Australia Awards Offshore Exploration Permits

The outlook for offshore petroleum exploration in Australia continues to brighten with the announcement of three new exploration permits which will result in more than $110 million in exploration activities over the next six years.

The new permits, covering areas in Commonwealth waters offshore of Victoria and Western Australia, were jointly announced by Federal Resources Minister Ian Macfarlane, the Victorian Minister for Energy and Resources, Candy Broad and the Western Australia Minister for State Development, Clive Brown.

The permits have been awarded as follows:

  • Permit Vic/P53 in the Gippsland Basin has been granted to Houston-based Australia Crude Oil Company Incorporated;
  • Permits WA-332-P and WA-333-P in the Browse Basin have been granted to Batavia Oil & Gas Pty Ltd, Hawkestone Oil Pty Ltd, Alpha Oil & Natural Gas Pty Ltd and Goldsborough Energy Pty Ltd.
    • "The Gippsland Basin, Australia's first oil and gas province, has world class infrastructure, and exploration continues to realise this area's full potential. This new permit is surrounded by giant oil and gas fields, and centrally located to recent new exploration initiatives in this Basin," Mr. Macfarlane said.

      The Browse Basin, which is relatively under-explored, has sparked exploration interest thanks to several new discoveries.
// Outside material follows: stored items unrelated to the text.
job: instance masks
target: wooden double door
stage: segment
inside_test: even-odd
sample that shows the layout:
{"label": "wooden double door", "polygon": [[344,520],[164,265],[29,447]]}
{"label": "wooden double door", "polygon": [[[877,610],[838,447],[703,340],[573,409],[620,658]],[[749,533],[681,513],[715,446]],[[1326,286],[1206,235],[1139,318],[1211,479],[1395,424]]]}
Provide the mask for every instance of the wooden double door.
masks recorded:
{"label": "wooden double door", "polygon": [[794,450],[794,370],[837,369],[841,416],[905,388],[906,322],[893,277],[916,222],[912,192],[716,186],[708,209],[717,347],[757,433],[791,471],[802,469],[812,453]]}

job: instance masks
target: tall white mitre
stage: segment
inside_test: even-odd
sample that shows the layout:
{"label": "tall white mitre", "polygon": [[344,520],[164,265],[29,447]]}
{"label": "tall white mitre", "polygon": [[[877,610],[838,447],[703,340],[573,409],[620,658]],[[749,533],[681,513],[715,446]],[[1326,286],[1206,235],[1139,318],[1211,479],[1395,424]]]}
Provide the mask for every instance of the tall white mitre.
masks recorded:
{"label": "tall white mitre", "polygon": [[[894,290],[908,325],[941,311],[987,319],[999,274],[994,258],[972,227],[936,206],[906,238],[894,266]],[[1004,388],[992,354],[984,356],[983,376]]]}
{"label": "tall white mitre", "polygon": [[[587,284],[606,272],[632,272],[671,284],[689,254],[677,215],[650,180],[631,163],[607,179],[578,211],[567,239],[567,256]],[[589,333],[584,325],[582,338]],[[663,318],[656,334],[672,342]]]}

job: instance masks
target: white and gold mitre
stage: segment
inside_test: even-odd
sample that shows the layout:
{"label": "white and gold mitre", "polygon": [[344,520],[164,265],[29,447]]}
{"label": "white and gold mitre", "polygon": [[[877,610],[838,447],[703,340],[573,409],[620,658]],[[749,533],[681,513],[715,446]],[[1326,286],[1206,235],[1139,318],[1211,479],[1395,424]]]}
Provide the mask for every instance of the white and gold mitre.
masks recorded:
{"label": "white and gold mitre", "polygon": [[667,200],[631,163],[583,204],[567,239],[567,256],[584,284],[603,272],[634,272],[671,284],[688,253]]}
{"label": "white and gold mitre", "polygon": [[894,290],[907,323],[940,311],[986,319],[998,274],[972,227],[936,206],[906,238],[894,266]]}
The new permits located here are sandwiched between the oil discoveries at Cornea and Gwydion and the giant gas/condensate fields at Dinichthys, Gorgonichthys and Titanichthys.

      Combined with the previously announced permits awarded from the 2001 release, plus three permits awarded from re-released acreage, a fresh commitment has been taken by industry to spend over A$640 million exploring offshore Australia in the next six years. "It is pleasing to see that the exploration industry is active in Australia, in a range of prospectivities and water depths. The permit areas awarded over the past six months range from frontier to mature provinces, and will further the Government's strategy to increase our knowledge of Australia’s vast offshore sedimentary basins. This is another step towards securing our future energy supplies," Mr. Macfarlane said.

      Applications for the areas were invited under the Petroleum (Submerged Lands) Act 1967 and closed on April 11, 2002.

      Under the work program bidding system, applicants are required to nominate a guaranteed minimum 'dry hole' exploration program for each of the first three years of the permit term and a 'secondary' program for the remaining three years. Each component of the program must be completed in the designated year or earlier. Permits are awarded for an initial term of six years.

      Petroleum exploration and development activity in these areas will benefit from the application of the profits-related petroleum resource rent tax. Royalty and crude oil excise will not apply.